There is a powerful difference between searching for the answer to a question and pursuing the wisdom in any life challenges.
Consider for a moment that we think of "answers" as one-sentence conclusions to questions: Here's the question and here's the answer. Q&A makes a great partnership, so why shouldn't we apply that method of investigation to probing the deeper concerns of our life? Because sometimes the Q&A method misses the target when that target becomes more complex than a one-sentence response. Sometimes the more pressing matters of life are better served by recognizing that a simple answer will not suffice. Rather, a meaningful quest is better served by the acquisition of wisdom and insight rather than an answer to a question. Consider that wisdom is a game-changing force because in seeking wisdom, you are pursuing a "truth trigger," a hidden mechanism in a situation that, once discovered, initiates a process of transformation that cannot be aborted. Answers can be argued with; wisdom is a final but enlightening truth.
Take the question, "What makes you happy?" Is there really a one-sentence answer to that question? For all the seductive energy that question generates—and it does—listing the ingredients of personal happiness remains among of the most challenging questions for people to actually answer. I know. I have asked countless audiences throughout my workshop career to answer that question, to actually articulate in detail the specific items that equal happiness for them. In the vast majority of cases, people respond with silence or by saying that they are uncertain.

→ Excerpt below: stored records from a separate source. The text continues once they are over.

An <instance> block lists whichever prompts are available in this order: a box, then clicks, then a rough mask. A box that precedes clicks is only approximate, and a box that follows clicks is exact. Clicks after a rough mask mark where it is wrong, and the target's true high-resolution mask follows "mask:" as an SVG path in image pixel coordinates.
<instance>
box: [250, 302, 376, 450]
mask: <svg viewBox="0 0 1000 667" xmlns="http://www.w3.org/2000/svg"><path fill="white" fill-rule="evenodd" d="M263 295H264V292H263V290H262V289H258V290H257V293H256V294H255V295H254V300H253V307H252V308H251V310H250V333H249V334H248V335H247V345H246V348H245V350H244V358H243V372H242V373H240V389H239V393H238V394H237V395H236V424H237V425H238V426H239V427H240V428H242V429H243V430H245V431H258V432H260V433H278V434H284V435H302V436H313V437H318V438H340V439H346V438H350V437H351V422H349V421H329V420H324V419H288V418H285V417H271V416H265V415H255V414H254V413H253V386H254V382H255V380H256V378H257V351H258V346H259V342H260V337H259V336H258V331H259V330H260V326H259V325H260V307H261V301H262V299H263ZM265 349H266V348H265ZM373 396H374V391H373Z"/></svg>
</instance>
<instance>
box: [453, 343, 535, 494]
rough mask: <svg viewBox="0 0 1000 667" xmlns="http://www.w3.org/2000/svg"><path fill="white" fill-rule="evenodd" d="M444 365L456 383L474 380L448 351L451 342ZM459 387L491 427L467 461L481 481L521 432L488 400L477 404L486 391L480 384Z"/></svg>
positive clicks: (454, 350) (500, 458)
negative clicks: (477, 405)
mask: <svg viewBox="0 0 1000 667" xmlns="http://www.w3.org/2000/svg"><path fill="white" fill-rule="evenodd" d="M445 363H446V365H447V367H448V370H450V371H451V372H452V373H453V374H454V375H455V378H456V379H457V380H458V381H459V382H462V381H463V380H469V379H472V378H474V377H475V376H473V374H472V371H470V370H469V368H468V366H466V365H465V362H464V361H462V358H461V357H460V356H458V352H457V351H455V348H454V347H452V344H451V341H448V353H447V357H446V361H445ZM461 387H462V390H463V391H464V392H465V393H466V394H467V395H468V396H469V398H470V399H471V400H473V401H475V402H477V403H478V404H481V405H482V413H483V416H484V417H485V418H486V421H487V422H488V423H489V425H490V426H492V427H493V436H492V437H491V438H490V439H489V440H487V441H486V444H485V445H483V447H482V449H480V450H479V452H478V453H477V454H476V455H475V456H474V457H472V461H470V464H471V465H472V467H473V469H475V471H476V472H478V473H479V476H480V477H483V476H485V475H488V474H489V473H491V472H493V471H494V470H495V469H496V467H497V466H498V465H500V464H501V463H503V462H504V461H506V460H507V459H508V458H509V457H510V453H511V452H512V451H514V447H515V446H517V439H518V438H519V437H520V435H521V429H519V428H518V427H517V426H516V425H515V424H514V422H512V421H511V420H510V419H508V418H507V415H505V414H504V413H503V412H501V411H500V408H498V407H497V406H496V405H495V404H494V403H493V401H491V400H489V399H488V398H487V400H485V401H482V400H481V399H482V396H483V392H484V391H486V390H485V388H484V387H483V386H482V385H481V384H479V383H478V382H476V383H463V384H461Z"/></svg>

At first, these responses baffled me. Was it stage fright? Were people not interested in happiness? Hardly. I reshaped the question to, "How many of you are searching for happiness in some way?" That question hit the high marks, and most hands flew up. That question then became the precursor to, "What makes you happy?" Logically, if you know what makes you unhappy, surely you must have at least a slight idea—a fantasy—anything, something in your imagination about what would make you happy. Still, when it came to actually articulating the specifics of what they wanted and needed to be happy, most people hesitated—and still do.
I finally realized that beyond the discontentment that often drives us to despair or to think we are unhappy is a deeper wisdom that that tells us that, "You may be unhappy, but that does not mean you are in the wrong place with the wrong person or people." Unhappiness may be a temporary phase, an overload of the current pressures of life or a need to recognize self-neglect. It may be that you need to take a step back and evaluate if and how you have "de-animated" much of your life. Perhaps, over time, you gradually withdrew your enthusiasm, and you never even realized it. We often de-animate relationships, jobs, everything and anything, and because it happens so gradually, we don't discover we are depleted until we are so low on energy that our entire life looks bleak.
Not answering the happiness question can also be an indication that a person is waiting for someone else to change everything and make her world a better place, a place she doesn't really want to leave but just have renovated. So the person is still aware that the fundamental ingredients for happiness are in her life—they just need to be reenergized. But who is supposed to change and do all that work? Ah—that's the deal-breaker.